If you live in the northern hemisphere and go outside around midnight in the summer, you’ll see a big W made of five brightish stars in the northeast. That’s Cassiopeia, the constellation of the queen. Due to geometric circumstance, we are looking into the plane of our galaxy when we peer in that direction. That means we’re looking into a region of space that has more stars, more gas, and more dust than average.
Which means it’s a good place to look for interesting objects. And in fact it’s where you will find the gorgeous nebula Sharpless 2-188, the gas cast off by a dying star:
This image was taken by my friend Travis Rector (and Heidi Schweiker) using the Kitt Peak 4-meter telescope. They used two filters; one shows hydrogen gas (orange) and the other oxygen (cyan). I highly suggest you grab the 4900 x 3800 pixel version, or at least the 1200 x 940 pixel image, because wow.
Sh2-188 is what we call a planetary nebula, a bit of a misnomer since the first that were discovered looked small, disk-shaped, and slightly greenish through a telescope. Now we know they’re formed by the winds from dying stars, vast gales of gas expelled as the star sheds its outer layers and exposes its small, hot core. The leftover star, called a white dwarf, is so hot it blasts out ultraviolet light, enough to cause the gas to glow.
Planetaries come in fantastic shapes, mostly due to the way the wind from the star changes over time, and interacts with previously blown-out material. But Sh2-188 is different, even by the standards of the planetary nebula menagerie. It’s highly asymmetric. Even though you can see it makes a complete circle (well, oval), one side is far brighter and more interesting-looking than the other.
This is almost certainly due to the culprit star itself, screaming through space at high speed. It’s not 100 percent clear which star is at the heart of this nebula, mostly because there are so many to choose from! But there is a faint star down to the lower left of the inside of the cloud, faint and not at all distinguishable by eye from any of the others, that is most likely the actual “central” star. It’s blue—expected for the hot, dense, cinder needed to light up this gas—and about the right brightness.
Also as expected, measurements over time indicate the star is moving through space toward the lower left, probably at well over 100 kilometers (60 miles) per second. That would explain much of why this nebula is so asymmetric; as the star (and its wind) rams through the gas in space, the stuff in the direction of travel piles up, just like a snowplow pushing through snow. It’s also possible that there’s just more stuff in between the stars in that direction, so there is more material to pile up. But either way, the speed of the star is the major reason this planetary is so unusual.

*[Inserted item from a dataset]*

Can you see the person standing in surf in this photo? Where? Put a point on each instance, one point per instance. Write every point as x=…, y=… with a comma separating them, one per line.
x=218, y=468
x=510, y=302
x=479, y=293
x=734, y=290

I found this picture browsing through Travis’s gallery, and even before I read his description I thought to myself, “Huh. That looks familiar!” and sure enough, Travis had the same thought and mentioned it in the caption.
Does it look like the logo for any browser you might be using?
Once you see it, the resemblance is pretty good. I can see ears, a nose, the tail, even the foreleg! And while it may not actually be on fire, the surface temperature of the stars is far hotter than the Sun. Of course, it’s in the constellation of Cassiopeia, the queen, not Vulpecula, the fox, but still. At 60 trillion kilometers in diameter, it makes a heckuva logo.